Michigan St. 71, No. 7 Ohio St. 68

Ohio State’s Samantha Prahalis took the blame for suddenly

losing her touch at the line.

Brittney Thomas scored 19 points, including a basket to trigger

an 8-0 run and two clinching free throws in overtime, to lead

Michigan State to a 71-68 victory over the seventh-ranked Buckeyes

on Sunday.

“I couldn’t close it out,” said Prahalis, who had hit 47

straight free throws coming in but missed seven of 11 foul shots.

“I had a couple times when I could have closed it out with some

free throws – and missed them. I think it was three times I could

have (won the game). It’s just unacceptable.”

Ohio State (26-4, 14-3) didn’t have much to play for, having

already clinched its unprecedented sixth consecutive Big Ten title

earlier in the week. Yet the loss might have revealed some trouble

ahead.

Asked why his team fell behind by 12 points in a dreary first

half, coach Jim Foster said, “That’s a question for discussion.
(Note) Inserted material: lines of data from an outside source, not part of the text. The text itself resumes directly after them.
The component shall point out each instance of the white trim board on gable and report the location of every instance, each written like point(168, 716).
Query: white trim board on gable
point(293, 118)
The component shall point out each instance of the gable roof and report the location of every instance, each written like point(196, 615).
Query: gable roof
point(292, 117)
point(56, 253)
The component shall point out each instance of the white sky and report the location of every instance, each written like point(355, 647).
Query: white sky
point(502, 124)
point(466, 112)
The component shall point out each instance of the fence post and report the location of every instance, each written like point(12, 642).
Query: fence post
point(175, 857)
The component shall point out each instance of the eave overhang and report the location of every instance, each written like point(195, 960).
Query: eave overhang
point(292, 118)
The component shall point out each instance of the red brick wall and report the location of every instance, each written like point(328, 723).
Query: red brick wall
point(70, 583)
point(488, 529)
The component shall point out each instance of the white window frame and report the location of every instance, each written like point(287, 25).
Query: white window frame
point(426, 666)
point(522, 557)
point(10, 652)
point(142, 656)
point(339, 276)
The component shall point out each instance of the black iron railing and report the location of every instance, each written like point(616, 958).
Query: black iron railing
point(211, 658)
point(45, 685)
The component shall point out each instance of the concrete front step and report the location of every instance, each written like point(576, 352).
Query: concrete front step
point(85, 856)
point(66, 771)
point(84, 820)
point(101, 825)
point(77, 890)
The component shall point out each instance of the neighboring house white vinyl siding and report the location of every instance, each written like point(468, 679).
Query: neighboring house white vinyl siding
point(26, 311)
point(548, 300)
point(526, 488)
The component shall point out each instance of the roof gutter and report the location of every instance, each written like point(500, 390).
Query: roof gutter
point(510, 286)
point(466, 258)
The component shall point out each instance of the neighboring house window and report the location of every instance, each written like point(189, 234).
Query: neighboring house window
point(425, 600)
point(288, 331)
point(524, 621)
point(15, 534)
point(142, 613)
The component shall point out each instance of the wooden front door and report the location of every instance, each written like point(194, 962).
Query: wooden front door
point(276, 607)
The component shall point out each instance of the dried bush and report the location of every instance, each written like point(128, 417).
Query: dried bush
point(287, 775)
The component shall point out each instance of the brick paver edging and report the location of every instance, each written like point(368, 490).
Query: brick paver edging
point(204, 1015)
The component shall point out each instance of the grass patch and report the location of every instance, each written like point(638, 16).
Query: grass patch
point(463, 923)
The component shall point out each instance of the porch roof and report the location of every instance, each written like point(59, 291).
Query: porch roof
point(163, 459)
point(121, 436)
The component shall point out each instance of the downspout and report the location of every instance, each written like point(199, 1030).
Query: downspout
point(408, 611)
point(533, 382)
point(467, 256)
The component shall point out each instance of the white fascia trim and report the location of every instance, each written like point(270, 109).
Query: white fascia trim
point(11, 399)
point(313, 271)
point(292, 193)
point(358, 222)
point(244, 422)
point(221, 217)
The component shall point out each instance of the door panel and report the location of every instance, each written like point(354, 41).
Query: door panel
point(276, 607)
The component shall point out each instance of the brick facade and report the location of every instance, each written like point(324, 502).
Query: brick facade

It’s obviously a flaw that we have, something we have to address

individually and collectively.”

Jantel Lavender, who led the Buckeyes with 24 points and 11

rebounds, said she was stunned by the loss, before the

second-largest crowd (11,827) to witness a women’s game at Value

City Arena.

“I’m very surprised,” she said. “I’m just shocked. We should

have pulled that out.”

There was a lot that was surprising. The Buckeyes had won their

last five games overall and came in 18-0 at home. Shooting 46

percent from the field in their first 29 games, they mustered just

39 percent. Two weeks after setting a Big Ten record with 17

3-pointers made in a game, they were just 3 for 15 behind the arc.
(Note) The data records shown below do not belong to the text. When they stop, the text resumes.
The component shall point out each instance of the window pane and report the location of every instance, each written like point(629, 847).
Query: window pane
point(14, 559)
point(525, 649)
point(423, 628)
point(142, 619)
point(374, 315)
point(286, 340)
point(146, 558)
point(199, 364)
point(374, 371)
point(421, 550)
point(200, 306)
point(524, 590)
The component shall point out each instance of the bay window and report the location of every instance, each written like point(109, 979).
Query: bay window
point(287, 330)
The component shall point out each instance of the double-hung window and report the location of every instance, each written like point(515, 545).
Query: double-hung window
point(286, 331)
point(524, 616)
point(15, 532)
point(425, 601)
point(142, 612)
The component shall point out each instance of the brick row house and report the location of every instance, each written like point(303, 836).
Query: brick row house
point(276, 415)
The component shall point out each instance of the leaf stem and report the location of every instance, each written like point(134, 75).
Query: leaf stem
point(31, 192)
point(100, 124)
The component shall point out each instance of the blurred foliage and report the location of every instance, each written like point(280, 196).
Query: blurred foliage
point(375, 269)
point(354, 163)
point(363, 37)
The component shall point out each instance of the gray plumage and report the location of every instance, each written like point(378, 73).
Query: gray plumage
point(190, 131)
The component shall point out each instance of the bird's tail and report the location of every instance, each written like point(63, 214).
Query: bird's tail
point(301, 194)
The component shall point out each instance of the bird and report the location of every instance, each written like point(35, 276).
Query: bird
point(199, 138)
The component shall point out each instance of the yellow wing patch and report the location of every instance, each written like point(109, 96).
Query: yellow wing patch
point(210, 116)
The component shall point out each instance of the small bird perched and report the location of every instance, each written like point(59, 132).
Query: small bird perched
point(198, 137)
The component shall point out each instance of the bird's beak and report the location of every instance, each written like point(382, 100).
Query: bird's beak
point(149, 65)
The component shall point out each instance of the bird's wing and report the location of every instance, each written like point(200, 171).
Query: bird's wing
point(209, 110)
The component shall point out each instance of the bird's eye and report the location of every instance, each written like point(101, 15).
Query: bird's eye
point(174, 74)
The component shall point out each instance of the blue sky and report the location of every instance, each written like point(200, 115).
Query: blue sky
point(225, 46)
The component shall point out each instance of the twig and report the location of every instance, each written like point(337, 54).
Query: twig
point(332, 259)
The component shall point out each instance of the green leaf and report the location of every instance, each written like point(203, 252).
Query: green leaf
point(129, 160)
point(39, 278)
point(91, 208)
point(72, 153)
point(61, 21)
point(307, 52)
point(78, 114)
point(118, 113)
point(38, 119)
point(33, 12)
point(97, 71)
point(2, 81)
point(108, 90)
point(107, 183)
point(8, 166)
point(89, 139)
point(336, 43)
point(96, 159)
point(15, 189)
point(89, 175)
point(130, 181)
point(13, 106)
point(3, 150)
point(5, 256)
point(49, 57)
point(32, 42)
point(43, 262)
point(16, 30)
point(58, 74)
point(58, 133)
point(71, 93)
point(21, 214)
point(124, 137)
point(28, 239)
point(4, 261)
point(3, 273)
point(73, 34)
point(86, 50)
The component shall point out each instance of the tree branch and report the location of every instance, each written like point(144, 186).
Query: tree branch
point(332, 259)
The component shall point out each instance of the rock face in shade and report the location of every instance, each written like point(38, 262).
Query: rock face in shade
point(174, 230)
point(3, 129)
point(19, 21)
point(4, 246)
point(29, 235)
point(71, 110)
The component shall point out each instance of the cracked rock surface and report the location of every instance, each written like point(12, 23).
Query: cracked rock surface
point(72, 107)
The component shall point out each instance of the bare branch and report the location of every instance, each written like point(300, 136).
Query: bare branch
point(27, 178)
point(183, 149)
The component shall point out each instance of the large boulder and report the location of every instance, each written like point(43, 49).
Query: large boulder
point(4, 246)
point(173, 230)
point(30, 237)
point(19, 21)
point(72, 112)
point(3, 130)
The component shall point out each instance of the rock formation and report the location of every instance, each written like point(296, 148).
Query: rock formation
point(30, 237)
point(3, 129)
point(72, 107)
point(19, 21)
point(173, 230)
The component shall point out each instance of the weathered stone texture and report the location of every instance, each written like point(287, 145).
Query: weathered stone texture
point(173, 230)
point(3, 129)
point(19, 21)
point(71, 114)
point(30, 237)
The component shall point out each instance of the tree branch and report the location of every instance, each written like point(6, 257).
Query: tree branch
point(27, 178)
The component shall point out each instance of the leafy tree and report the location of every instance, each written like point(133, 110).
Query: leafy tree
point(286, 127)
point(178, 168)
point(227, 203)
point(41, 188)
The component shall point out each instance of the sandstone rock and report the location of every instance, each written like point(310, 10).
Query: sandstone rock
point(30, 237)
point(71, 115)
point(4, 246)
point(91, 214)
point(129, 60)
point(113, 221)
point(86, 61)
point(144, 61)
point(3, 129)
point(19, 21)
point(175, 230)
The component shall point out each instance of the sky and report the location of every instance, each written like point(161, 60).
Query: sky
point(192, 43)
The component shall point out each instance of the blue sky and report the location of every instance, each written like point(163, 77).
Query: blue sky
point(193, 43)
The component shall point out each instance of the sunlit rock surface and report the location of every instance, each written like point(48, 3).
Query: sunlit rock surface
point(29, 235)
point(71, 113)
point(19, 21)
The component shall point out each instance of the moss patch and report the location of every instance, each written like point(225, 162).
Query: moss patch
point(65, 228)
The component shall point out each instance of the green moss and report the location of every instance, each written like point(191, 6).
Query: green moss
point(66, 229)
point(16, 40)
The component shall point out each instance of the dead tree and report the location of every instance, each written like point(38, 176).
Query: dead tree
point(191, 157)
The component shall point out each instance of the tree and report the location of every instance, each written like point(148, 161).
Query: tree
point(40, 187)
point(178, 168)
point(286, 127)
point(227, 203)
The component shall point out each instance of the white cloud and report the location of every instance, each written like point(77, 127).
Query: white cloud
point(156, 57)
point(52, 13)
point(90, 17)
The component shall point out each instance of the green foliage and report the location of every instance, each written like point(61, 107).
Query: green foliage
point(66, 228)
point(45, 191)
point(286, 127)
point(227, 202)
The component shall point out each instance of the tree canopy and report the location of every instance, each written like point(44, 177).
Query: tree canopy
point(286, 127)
And they also had 22 turnovers, many of them unforced when a player

just threw a pass over a teammate’s head.

Ohio State trailed by 13 points with under 10 minutes left, but

had two shots to win the game in regulation – an off-balance

Prahalis drive and a tip by Sarah Schulze. The Buckeyes also had a

look at a tying 3 at the end of overtime, but Schulze’s attempt was

short and wide of the mark.

At the same time, Michigan State (19-8, 10-6) added a third

victory this season over a Top-10 team and played with emotion and

purpose.

“It’s always a big game to get ready for postseason where

you’re going to be away and you’re going to have huge crowds that

are rooting against you, so to just step up to the plate and have

multiple players step up and be ready to play, it’s a win we

needed,” said Thomas, who hit 7 of 11 shots from the field and

added five assists and seven rebounds.

Coach Suzy Merchant said she hoped the victory was a stepping

stone for a team that has had more than its share of ups and downs

this season.

“To do it on the road and in this environment, hopefully we can

build off of that,” she said.

Ohio State led by four in the overtime – its largest lead of the

game – before Thomas hit a perimeter jumper. Porsche Poole scored

on two drives (the second with 1:10 left in the overtime giving the

Spartans the lead for good) with Aisha Jefferson adding a bank shot

with 33 seconds remaining.

After Prahalis, who had 17 points, hit a 3-pointer, Thomas made

two foul shots with 15.3 seconds left to set up the drama at the

end.

Lykendra Johnson added 14 points and Kalisha Keane 10 for the

Spartans, who have won four in a row and eight of nine.

But it was Thomas’ play which guided the Spartans.

“I give that Thomas kid a lot of credit,” Foster said. “She

made a lot of clutch shots and just did what she had to do. She’s

essentially their ballhandler, their only ballhandler. But she got

the ball in position and knocked down shots.”

Thomas said there was never a point where she thought the

Spartans wouldn’t win. In fact, she had to tell the Spartans to put

a damper on their enthusiasm.

“We all had that energy of that Adrenalin going so when we came

out of timeouts, (I said) ‘Let’s calm down. We’re good. We’re right

where we need to be. Just kind of settle down and play hard,”’ she

said.

Meanwhile, despite the Big Ten title, the Buckeyes have work to

do.

“We have to play extremely hard every game,” said Lavender,

the Big Ten’s player of the year the past two seasons. “We need to

play for seeding as well. I don’t think it’s just Michigan State

coming in here needing a signature win.”